Midland and South Western Junction Railway
Overview
Type Heavy rail
Status Disused
Termini Cheltenham Spa
Andover
Operation
Opened 1884–1891
Closed Passengers 1961
Goods 1964–1970
Operator(s) Midland and South Western Junction Railway
Great Western Railway
British Railways
Technical
Track gauge 4 ft 8 12 in (1,435 mm) standard gauge

The Midland and South Western Junction Railway (M&SWJR) was an independent railway built to form a north-south link between the Midland Railway and the London and South Western Railway in England, allowing the Midland and other companies' trains to reach the port of Southampton. The M&SWJR was formed in 1884 from the amalgamation of the Swindon, Marlborough and Andover Railway and the Swindon and Cheltenham Extension Railway.
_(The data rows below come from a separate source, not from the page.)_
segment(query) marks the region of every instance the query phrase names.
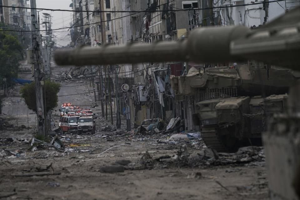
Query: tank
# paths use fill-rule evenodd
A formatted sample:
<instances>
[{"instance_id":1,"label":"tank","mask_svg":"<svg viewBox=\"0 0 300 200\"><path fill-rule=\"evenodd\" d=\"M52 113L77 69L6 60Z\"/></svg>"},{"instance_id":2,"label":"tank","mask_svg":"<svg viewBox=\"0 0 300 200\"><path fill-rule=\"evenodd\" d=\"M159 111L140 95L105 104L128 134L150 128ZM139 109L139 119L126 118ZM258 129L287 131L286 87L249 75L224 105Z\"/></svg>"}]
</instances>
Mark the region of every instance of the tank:
<instances>
[{"instance_id":1,"label":"tank","mask_svg":"<svg viewBox=\"0 0 300 200\"><path fill-rule=\"evenodd\" d=\"M217 151L261 144L261 133L274 113L287 109L288 88L298 72L249 62L234 67L197 70L171 77L175 99L193 95L195 112L207 146Z\"/></svg>"}]
</instances>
The line was absorbed by the Great Western Railway at the 1923 Grouping and became part of British Railways on nationalisation in 1948. The railway closed to passengers in 1961, and to goods between 1964 and 1970. A small part of it has been re-opened as the heritage Swindon and Cricklade Railway.

By 1845 the Great Western Railway (GWR) had established itself as the dominant railway company controlling west to east trunk routes from Bristol and the West of England to London. The GWR was a 7 ft 14 in (2,140 mm) broad gauge railway and it sought to monopolise the area it occupied, excluding competing railways. A number of schemes had been proposed to build a north-south railway route, particularly one connecting the manufacturing districts of the West Midlands and Lancashire to Southampton and the Channel Ports. Such a railway would inevitably cut through the territory – at first simply occupied by the west to east Bristol line – which the GWR considered to be its own.

As early as 1846 a Manchester and Southampton Railway was proposed; it would have been 88 miles (142 km) long, running from north of Cheltenham to Southampton, passing to the east of Swindon and near Marlborough. It would have cost £1,500,000 to build. It was defeated in the House of Lords by a narrow margin after the GWR had given an undertaking to lay narrow gauge rails on its line between Oxford and Basingstoke, facilitating north-south connections by that route.

The ambition of an independent through railway from north to south was eventually reduced to serving local communities, and the first line on the corridor envisaged was the Andover and Redbridge Railway, which was incorporated on 12 July 1858. Redbridge was on the London and South Western Railway (LSWR) a short distance west of Southampton, an important port. The LSWR quickly acquired the young company (in 1863) and opened the line on 6 March 1865.